Its real moniker makes more sense when you walk inside and notice that the walls in this place are covered with old, weathered wood planks, the kind used for making shipping pallets. And, of course, the word conjures overseas shipping to and from far-flung ports of call, and that takes even more sense when you see Pallets' menu. It's a smattering of offerings from Japan, China, Thailand, and Vietnam, though consistency is a problem when it comes to some of the entrées. Décor at Pallets is minimal, with a classic Buddhist wall shrine with food offerings being a focal point.

First and foremost, I'd say Pallets is a sushi bar that spreads into Southeast Asian cuisine for variety. And, from what I sampled, the nigiri sushi, sashimi, and specialty rolls featured fresh fish with a clean aftertaste. We tried the 10-piece Sashimi Sampler, which included two generous slices each of maguro (not "manguro," as the menu misspells it) (tuna), sake (salmon), hamachi (yellowtail), and tai (red snapper) — a light meal in itself for two people. I'm convinced the sampler had magical properties, since even the non-lover of raw fish in my group ate it and, even more astounding, liked it along with the simple spicy salmon roll we were served. On another occasion, we tried the masago sushi (smelt roe, which is very similar to tobiko — flying fish roe — which I don't see that often on sushi menus in this town). The generous mound of tiny orange eggs wrapped in seaweed were satisfyingly crunchy, with that unmistakable taste of the sea that makes it one of my favorites.

Diving into the more exotic listings, we rolled the dice on the Hula-Hula Roll, filled with tempura shrimp, avocado, mango, and cucumber and topped with sea clam and the ubiquitous "chef's special sauce," which was not a particularly distinctive shoyu-based drizzle. A riper mango would have made this roll way tastier, its sweetness playing off the creamy avocado and crunchy shrimp much better.

Leaving Japan, we ventured into China with orange chicken, battered and quick-fried pieces of meat drenched with a tangy orange sauce and served with a huge mound of fragrant jasmine rice that proved to be one of the best things on the menu, along with the Vietnamese bun bo xao xa ot, pieces of melt-in-your-mouth beef stir-fried in a lemongrass and chili sauce along with julienned carrots, red bell peppers, and onions served atop rice vermicelli.

On a tip from neighborhood regulars seated next to us, we found out about the red curry entrée with rice, which for some reason was not listed on the dinner menu but was available for happy hour (Monday through Thursday from 3 to 7 p.m.). Our tipsters were not lying about how good it was. There wasn't a morsel of this dish left as evidence of what once were thin slices of white-meat chicken swimming in a sea of mildly spicy, coconut milk-based red curry sauce kept company by equally thin slices of carrot, bell peppers, onions, and bamboo shoots and flanked by steaming jasmine rice.

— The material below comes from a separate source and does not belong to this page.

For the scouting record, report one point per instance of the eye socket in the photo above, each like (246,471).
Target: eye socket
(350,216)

Too bad most of the other Vietnamese dishes we tried were disappointingly subpar. Essential fresh ingredients that distinguish Vietnamese cooking from all others are green herbs and vegetable accompaniments — collectively known as rau tho'm (fragrant leaves) — and lots of them: cilantro, spearmint, Thai purple basil, kinh gió'i (a lemony, furry, jagged-edged leaf that is positively addictive), and the strongly aromatic tia to (Vietnamese perilla), with bean sprouts, sliced fresh jalapeños, tiny red chiles, and pickled carrots or daikon thrown in for good measure. Other than the bean sprouts, jalapeños, and a lone sprig of Italian sweet basil that came with the pallid chicken pho, greens went missing in most of the Viet dishes ladled out by Pallets on all the occasions we visited.

Goi cuon (fresh Vietnamese spring rolls) promised shrimp, bean sprouts, mint, and a mysterious "green leaf" wrapped in a translucent rice flour paper. Only flecks of shrimp and mint (at least I think it was mint — there was so little it was hard to tell) appeared in ours, which were heavy on rice vermicelli noodles and bean sprouts. The peanut sauce served alongside the rolls was the only thing that merited more than a shrug. The painfully salty pho ga (chicken rice noodle soup) with bits of cilantro already in it was a first, the basic broth tasting like someone in the kitchen was using Knorr's Caldo de Pollo granulated boullion as a base. Bún thit nuong (charbroiled marinated pork with vermicelli and vegetables) couldn't have been more boring. Pork pieces were bland, with no trace of marinade, and the vegetables served with it were decidedly un-Southeast Asian — sliced tomatoes, with oversteamed broccoli, cauliflower, and carrots. The nuoc mam pha (mixed fish sauce) that was supposed to be poured over all was wan, pale, and truly forgettable. Pallets' Americanized ode to Vietnamese food does a real disservice to this usually vibrant cuisine.

But for the sad Vietnamese menu items, I'd love to have a place like Pallets in my neighborhood. I'd go often for the reasonably priced food, the well-chosen variety, the pleasant wait staff, incredible beer selection, and relatively late hours. I have only two requests, however — don't pander to the American palate so much, and mas rau thom, por favor.